How the FBI and Big Ag Started Treating Animal Rights Activists as Terrorists
How the FBI and Big Ag Started Treating Animal Rights Activists as Terrorists

“Animal rights and environmental groups have committed more acts of terrorism than Al Qaeda,” warned an FBI agent who met with Big Ag groups.

A coalition of transparency and animal rights groups on Monday released that letter, along with a cache of government documents, to highlight the tight links between law enforcement and agriculture industry groups.

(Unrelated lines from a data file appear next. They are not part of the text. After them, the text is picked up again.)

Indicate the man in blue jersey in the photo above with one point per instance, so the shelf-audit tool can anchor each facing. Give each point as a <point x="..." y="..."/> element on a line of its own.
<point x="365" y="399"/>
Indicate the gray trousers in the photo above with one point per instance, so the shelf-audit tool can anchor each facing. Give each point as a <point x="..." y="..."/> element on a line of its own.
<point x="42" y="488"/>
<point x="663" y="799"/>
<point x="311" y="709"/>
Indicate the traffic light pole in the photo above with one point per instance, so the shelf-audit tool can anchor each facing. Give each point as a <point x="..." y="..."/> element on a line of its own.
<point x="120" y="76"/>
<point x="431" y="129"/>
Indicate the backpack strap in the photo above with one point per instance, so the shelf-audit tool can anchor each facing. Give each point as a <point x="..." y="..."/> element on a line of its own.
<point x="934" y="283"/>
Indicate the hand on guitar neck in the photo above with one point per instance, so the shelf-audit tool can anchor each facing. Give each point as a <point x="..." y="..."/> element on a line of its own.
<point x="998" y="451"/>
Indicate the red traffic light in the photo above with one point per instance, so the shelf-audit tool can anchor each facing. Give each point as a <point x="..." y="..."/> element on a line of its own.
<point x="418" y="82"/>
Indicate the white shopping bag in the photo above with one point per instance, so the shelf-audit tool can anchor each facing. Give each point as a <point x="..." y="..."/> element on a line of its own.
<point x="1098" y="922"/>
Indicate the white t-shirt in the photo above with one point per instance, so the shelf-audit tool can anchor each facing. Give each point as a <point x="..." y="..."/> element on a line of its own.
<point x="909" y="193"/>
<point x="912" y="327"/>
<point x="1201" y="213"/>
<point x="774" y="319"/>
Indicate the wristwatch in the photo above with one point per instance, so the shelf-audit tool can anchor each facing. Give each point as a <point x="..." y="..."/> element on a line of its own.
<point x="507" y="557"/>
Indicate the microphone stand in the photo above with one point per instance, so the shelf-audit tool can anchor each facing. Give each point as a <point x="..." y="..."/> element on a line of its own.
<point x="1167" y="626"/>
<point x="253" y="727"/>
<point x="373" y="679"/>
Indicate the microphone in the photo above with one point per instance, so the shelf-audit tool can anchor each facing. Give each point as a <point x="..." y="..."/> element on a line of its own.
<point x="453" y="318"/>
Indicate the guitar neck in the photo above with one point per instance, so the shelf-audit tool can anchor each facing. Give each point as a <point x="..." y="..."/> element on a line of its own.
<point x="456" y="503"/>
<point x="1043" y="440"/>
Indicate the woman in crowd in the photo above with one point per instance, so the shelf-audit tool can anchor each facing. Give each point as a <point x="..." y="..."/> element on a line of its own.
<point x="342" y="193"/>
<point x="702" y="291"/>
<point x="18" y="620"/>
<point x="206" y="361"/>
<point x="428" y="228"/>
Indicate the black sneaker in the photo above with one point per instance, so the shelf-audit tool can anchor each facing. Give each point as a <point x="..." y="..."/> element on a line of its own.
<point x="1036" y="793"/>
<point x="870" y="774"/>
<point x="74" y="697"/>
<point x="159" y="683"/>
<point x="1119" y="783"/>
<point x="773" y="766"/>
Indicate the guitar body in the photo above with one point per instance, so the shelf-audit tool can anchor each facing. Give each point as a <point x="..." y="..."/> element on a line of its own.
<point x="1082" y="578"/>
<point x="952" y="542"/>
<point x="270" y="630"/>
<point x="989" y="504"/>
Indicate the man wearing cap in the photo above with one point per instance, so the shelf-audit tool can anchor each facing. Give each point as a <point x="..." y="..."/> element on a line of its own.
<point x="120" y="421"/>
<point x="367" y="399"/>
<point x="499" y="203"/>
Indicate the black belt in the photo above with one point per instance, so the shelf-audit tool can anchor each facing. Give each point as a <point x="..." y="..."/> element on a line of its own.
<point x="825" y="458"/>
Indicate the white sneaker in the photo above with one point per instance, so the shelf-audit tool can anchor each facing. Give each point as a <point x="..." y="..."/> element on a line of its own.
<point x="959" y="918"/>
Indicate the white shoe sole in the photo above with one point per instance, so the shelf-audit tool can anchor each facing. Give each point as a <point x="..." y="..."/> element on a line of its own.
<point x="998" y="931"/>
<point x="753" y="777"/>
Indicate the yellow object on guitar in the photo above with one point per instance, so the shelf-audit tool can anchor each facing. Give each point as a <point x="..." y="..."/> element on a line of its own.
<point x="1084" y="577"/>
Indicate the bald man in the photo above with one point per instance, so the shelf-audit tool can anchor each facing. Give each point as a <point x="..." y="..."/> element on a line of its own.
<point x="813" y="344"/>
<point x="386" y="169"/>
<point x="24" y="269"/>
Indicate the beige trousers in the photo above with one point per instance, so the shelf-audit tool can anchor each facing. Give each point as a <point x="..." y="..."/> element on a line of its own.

Activists say those documents show an unseemly relationship between the FBI and Big Ag. The government–industry fearmongering has accelerated with the spread of bird flu enabled by the industry’s own practices, they say.
The executive director of Property of the People, the nonprofit that obtained the documents via public records requests, said in a statement that the documents paint a damning picture.
“Factory farms are a nightmare for animals and public health. Yet, big ag lobbyists and their FBI allies are colluding to conceal this cruelty and rampant disease by shifting blame to the very activists working to alert the public,” Ryan Shapiro said. “Transparency is not terrorism, and the FBI should not be taking marching orders from industry flacks.”
Animal rights activists have long said that federal law enforcement seems determined to put them in the same category as Al Qaeda. In the 2000s, a wave of arrests of environmental and animal rights activists — who sometimes took aggressive actions such as burning down slaughterhouses and timber mills — was dubbed “the Green Scare.”